Address : quai de Seine (Chemin de Halage), La Rochette ; 40 min walk from Bois-le-Roi station

The Affolantes with main walls in millstone surmounted by red brick floors follow one another on the towpath of La Rochette. Most of them are surrounded by a magnificent and well-kept garden overlooking the Seine.
Flamboyant gothic style, La RochetteClose to the previous one, this gothic style house with its slate roof, its wooden turret and its lintels, is made of a mixture of millstone and bricks, with ornamental elements in plaster and wood.

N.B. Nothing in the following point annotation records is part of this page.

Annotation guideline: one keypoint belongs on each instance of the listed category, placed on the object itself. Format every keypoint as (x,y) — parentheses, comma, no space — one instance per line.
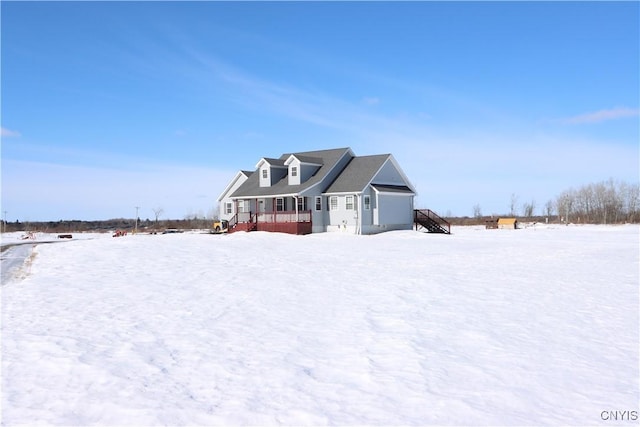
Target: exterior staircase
(431,221)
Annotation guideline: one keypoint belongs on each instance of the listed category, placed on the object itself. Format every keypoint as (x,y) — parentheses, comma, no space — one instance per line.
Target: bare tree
(157,212)
(477,211)
(513,204)
(548,208)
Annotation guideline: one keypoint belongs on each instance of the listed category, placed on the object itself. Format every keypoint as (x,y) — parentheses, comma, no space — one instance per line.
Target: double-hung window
(349,203)
(302,203)
(333,203)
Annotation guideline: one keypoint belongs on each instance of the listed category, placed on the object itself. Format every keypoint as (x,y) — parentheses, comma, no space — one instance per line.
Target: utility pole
(136,230)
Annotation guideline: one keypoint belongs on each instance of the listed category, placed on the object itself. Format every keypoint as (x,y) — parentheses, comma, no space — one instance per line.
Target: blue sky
(111,105)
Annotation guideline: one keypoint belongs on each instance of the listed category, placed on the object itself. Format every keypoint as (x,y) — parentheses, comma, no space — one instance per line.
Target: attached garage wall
(394,211)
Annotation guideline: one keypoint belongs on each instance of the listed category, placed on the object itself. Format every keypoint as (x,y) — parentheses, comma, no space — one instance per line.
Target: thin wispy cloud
(8,133)
(371,100)
(602,116)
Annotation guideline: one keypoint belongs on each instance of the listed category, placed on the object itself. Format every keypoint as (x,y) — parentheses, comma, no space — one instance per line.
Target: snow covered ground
(502,327)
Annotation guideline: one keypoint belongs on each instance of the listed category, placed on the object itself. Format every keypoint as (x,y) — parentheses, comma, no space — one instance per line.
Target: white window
(302,203)
(333,203)
(349,203)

9. La Roseraie, La Rochette

Address : 17 quai de Seine (Chemin de Halage), La Rochette ; 40 min walk from Bois-le-Roi station

Built in 1908 on the banks of the Seine in La Rochette, the Roseraie is a picturesque residence mixing millstone walls, brick walls, red half-timbering and multiple towers with pointed roofs. Without doubt one of the most original Affolantes in the region.

10. Le Manoir de Seine, Chartrette

In the years 1920-1930, the modern movement advocated a rational architecture and rejected ornaments and references to the past. However, in 1932, Louis Périn had the Manoir de Seine built in Chartrettes, an extravagant residence in a style so appreciated in the 19th century.